The lash loss I've experienced is not from lashes being pulled out but from breakage, and it always happens in the center, never on the sides.  Anyone else experience this?  I really need to curl mine because they are so straight but once they break, i quit using it and let them grow back out.  That usually takes about a month.  Any suggestions are appreciated.


----------



## amoxirat (Mar 4, 2012)

> Originally Posted by *elfuser4ever* /img/forum/go_quote.gif
> 
> The lash loss I've experienced is not from lashes being pulled out but from breakage, and it always happens in the center, never on the sides.  Anyone else experience this?  I really need to curl mine because they are so straight but once they break, i quit using it and let them grow back out.  That usually takes about a month.  Any suggestions are appreciated.

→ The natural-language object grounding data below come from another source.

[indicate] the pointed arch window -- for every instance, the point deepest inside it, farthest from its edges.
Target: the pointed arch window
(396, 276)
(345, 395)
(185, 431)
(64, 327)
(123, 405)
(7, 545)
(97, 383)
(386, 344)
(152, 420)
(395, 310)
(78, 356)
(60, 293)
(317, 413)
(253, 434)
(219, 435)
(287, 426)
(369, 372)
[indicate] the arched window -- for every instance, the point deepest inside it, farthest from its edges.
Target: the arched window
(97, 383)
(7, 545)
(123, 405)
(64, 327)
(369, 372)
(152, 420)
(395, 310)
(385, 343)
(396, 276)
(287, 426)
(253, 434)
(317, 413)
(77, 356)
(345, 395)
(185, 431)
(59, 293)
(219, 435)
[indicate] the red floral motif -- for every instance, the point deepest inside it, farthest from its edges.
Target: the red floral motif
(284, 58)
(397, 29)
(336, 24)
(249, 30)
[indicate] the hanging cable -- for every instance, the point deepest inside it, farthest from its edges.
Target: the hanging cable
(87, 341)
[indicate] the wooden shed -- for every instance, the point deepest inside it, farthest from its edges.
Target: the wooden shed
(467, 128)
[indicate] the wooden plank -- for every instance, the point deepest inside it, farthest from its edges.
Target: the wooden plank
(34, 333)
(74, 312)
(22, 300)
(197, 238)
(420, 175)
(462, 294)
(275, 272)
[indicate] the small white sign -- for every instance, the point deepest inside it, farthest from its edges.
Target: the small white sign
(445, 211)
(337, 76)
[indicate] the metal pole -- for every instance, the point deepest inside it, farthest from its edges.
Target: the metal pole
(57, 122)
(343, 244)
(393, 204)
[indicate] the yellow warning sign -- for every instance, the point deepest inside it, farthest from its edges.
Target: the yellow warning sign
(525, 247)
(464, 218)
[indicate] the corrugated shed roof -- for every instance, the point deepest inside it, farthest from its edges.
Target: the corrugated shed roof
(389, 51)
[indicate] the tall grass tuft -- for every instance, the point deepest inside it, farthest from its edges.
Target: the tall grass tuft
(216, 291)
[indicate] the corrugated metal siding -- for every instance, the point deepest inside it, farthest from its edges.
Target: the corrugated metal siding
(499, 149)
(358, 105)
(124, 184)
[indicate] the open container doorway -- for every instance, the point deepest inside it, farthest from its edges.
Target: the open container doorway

What curler are you using?  I'm not sure what's causing your breakage, but the curler itself might be the problem.


----------



## CoverGirl (Mar 4, 2012)

Hmm, my Shu doesn't seem to be a problem. Make sure you use an eyelash curler that suits your eyes.


----------



## Lashbloom (Mar 13, 2012)

Yes, curling your lashes can cause breakage and lash loss. I see it constantly with clients who use eyelash curlers. Instead maybe try getting a lash perm. They will not be as hard on your lashes and also are a more desirable look... Think a "C" curl instead of an "L" curl that your eyelash curler causes. *Eyelash perms last 4-6wks


----------



## wendycopper (Mar 14, 2012)

not surely. if you don't handle well, it do harms to eyelashes. however, if you pay attention to protect your eyelashes when you curl them, little harm will be done. so it depends on how we deal with the matter.


----------